Оли заговорили о прежних петербургских и московских ресторанах. Артамонов знал толк в этом деле, и Платон Михайлович чувствовал, что ему самому, с его книжной гастрономией, не угоняться за Владимиром Ивановичем. Глаза у Артамонова блестели, но он, как показалось Фомину, и ел, и разговаривал теперь одинаково: жадно, рассеянно и немного бестолково.

— Рябчиков пражских помните, а?

— «Прага», конечно, «Прага», но все-таки, Владимир Иванович, лучше ресторана, чем старый Донон, не было в целом мире. Даже в Париже! Впрочем, во Франции лучшие рестораны были не в Париже. Вы в Бордо Chapon fin[63] знаете?

— Ах, Франция! — сказал Артамонов и лицо, его изменилось. — Бедная Франция!..

— Хороши мы выходим перед союзниками, правда?

— Не будем об этом говорить, — ответил Владимир Иванович. Голос его дрогнул. Фомин смотрел на него не без удивления.

— Вы думаете, мне было легко сюда ехать? И смотреть на все это?

— На что?

— Смотреть, как немцы хозяйничают в Киеве! Но я себе сказал, что из двух зол меньшее, и мой долг…

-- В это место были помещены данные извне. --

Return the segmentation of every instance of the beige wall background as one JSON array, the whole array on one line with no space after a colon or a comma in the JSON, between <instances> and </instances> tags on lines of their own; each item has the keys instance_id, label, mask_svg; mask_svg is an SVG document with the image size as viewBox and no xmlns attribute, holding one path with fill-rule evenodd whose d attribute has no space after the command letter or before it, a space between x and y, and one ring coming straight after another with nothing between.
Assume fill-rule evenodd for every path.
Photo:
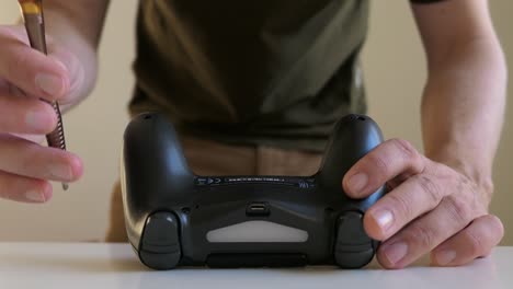
<instances>
[{"instance_id":1,"label":"beige wall background","mask_svg":"<svg viewBox=\"0 0 513 289\"><path fill-rule=\"evenodd\" d=\"M509 11L513 1L490 1L491 13L513 67L513 34ZM118 176L118 154L128 122L134 78L134 21L137 0L112 1L100 49L96 89L82 105L65 116L68 147L86 163L83 178L45 205L0 200L0 241L101 240L107 226L109 199ZM364 50L369 115L387 138L400 137L422 149L419 104L425 78L424 56L408 1L373 1L371 30ZM13 23L16 1L2 1L0 23ZM513 80L510 77L510 82ZM509 89L511 95L513 90ZM509 111L513 108L509 102ZM513 245L513 119L506 115L495 162L495 196L491 206L506 228L502 244Z\"/></svg>"}]
</instances>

Он быстро и сбивчиво изложил Фомину те соображения, которыми, видимо, не раз сам себя успокаивал.

— Я ведь здесь буду недолго, собираюсь на юго-восток, — сказал Артамонов, понизив голос до шепота. — Осмотрюсь немного, отдохну, кое-кого повидаю, и дальше, за дело!.. Так вы думаете, тут возможны осложнения?

— Слухи идут упорные.

Фомин рассказал последние анекдоты об украинизации. От этого перешли к Кременецкому.

— Хорош гусь, — сказал Артамонов, кладя на тарелку еще жаркого. — Хорош гусь!

— Я Сему не защищаю, но должен сознаться, у меня самого нет твердого взгляда… Может быть, временно и нужно вести такую линию.

— Меру во всяком случае надо знать, меру… Пошлый человек, карьерист!.. Впрочем, нет, я ничего не говорю. Я теперь стараюсь никого не осуждать… Да, никого. Все мы хороши!.. Ведь точно по сигналу началось у нас великое повальное бегство: бегство от разума, от совести, от государства, от России!

— Да, разумеется, — сказал Фомин.

— Как вы думаете, вернется прежняя Россия?

— Прежняя не вернется, но кое-как, я надеюсь, жизнь наладится.

— Ах, дай-то Бог! Дай-то Бог! Знаю, что по грехам нашим все произошло! Сами, сами виноваты… Но все-таки, по милосердию Божию…

У него вдруг выступили слезы. Он вынул платок и приложил его к глазам.

— Что с вами?

— Нет, ничего, так… Извините меня…

— Нервы у нас у всех истрепались, — робко сказал Фомин. — Но все-таки…

— Да, нервы… Нервы… Пожалуйста, извините, самому совестно…

Они немного помолчали. Оживление прошло.

— Одна надежда, на милосердие Божие! — точно не сразу решившись, сказал Артамонов. Лицо его сразу изменилось. — Знаете, что нужно? Всенародное покаяние в церквах! Да, это и только это, — быстро говорил он, внимательно и вместе растерянно вглядываясь в своего собеседника. — Вот что спасет Россию, Платон Михайлович! Я теперь много обо всем этом думал… Да, все, все виноваты!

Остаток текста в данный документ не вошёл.